La capital galesa es uno de los destinos de moda, rebosante de atractivos, de lugares de interés y de planes para disfrutar. Si quieres empezar por adentrarte en su historia, acércate, tras aterrizar tu vuelo a Cardiff, al castillo. Su arquitectura combina pinceladas góticas, medievales y victorianas, está recorrido por una muralla romana e integrado por impresionantes salas, por el alcázar medieval, la torre del Reloj, los refugios antiaéreos de la Segunda Guerra Mundial y la Gran Torre. Cerca de este se encuentra el Museo del Soldado de Gales, que está consagrado a la historia de la ciudad.
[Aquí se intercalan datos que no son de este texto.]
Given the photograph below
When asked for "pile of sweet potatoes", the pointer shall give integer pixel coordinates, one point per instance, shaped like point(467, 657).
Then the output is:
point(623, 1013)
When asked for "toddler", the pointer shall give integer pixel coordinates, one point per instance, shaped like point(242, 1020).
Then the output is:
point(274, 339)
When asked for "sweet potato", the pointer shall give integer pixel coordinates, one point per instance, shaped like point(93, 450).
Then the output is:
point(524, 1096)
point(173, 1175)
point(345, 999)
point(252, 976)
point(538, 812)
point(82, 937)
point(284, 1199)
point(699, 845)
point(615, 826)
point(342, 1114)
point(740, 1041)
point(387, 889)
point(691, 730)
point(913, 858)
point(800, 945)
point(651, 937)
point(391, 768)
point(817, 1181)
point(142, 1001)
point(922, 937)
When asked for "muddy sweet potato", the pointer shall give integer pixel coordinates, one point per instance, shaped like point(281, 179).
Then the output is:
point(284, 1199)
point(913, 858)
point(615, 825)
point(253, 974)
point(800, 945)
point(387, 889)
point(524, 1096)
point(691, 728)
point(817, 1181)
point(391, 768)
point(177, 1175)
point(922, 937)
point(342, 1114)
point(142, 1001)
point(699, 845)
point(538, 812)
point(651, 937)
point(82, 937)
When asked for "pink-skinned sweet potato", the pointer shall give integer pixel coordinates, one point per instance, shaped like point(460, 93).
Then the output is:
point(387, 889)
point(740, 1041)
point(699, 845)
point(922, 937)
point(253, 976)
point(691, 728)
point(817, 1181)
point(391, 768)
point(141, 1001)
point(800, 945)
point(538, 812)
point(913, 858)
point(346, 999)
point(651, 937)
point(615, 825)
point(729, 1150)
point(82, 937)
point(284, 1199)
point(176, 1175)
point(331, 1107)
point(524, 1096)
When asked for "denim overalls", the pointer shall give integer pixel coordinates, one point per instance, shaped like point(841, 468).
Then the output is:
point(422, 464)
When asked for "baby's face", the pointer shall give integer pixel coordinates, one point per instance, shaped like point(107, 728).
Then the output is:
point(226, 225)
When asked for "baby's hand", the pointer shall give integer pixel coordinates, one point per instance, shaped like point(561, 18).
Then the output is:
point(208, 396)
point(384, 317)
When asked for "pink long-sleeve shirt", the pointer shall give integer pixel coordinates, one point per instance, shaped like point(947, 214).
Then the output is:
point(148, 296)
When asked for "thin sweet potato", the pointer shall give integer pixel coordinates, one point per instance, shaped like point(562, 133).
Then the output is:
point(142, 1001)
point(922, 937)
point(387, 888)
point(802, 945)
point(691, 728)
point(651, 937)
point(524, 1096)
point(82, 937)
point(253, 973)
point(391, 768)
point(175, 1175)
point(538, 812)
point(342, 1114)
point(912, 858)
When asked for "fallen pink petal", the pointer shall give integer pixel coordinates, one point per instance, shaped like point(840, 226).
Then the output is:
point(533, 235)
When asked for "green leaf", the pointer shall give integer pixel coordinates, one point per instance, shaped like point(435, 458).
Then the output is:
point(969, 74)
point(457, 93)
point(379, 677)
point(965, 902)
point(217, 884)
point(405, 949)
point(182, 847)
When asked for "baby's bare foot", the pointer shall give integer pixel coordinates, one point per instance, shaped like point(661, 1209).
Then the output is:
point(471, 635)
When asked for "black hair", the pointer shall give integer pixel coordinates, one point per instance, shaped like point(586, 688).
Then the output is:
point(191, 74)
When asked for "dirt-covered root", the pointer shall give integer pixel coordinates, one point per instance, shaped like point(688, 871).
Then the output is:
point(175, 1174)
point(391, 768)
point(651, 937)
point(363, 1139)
El Museo Nacional, un plan imprescindible que hay que hacer en Cardiff, contiene una extensa colección de obras, aunque las más destacadas son las de Monet, Van Gogh, Cézanne y la de cuadros impresionistas y posimpesionistas.
En el parque de Bute, disfrutarás de la madre naturaleza, de bonitas vistas al castillo o de un té en Pettigrew’s Tea Rooms y podrás subirte al barco que recorre el río Taff, entre una suerte de fábricas de cerveza, puentes y naturaleza salvaje, hasta la bahía de Cardiff. Una vez en esta, hallarás el Millenum Center, donde se suceden los espectáculos de ópera, danza o teatro, el Senado y la iglesia de ladrillo rojo.
El ambiente nocturno de Cardiff es muy animado y se vuelca con la música en directo y el buen rollo, siempre regado con la mejor cerveza local. The Globe o Full Moon son algunos de los locales imprescindibles.
En Cardiff, el deporte forma parte de su cultura, como buena cuenta de ello da el Millennium Stadium, el gran templo del fútbol y rugby, donde se dan cita los hinchas más incondicionales.
No dejes de visitar Civic Center, el edificio del ayuntamiento, cuyo bello diseño neoclásico recuerda al de Washington D. C. En sus jardines disfrutarás de un rato de esparcimiento y repondrás fuerzas para continuar con tu escapada.
Cardiff, la ciudad con más encanto de Gales, conquista a todo el que la pisa. Si buscas un amor a primera vista, viaja a Cardiff.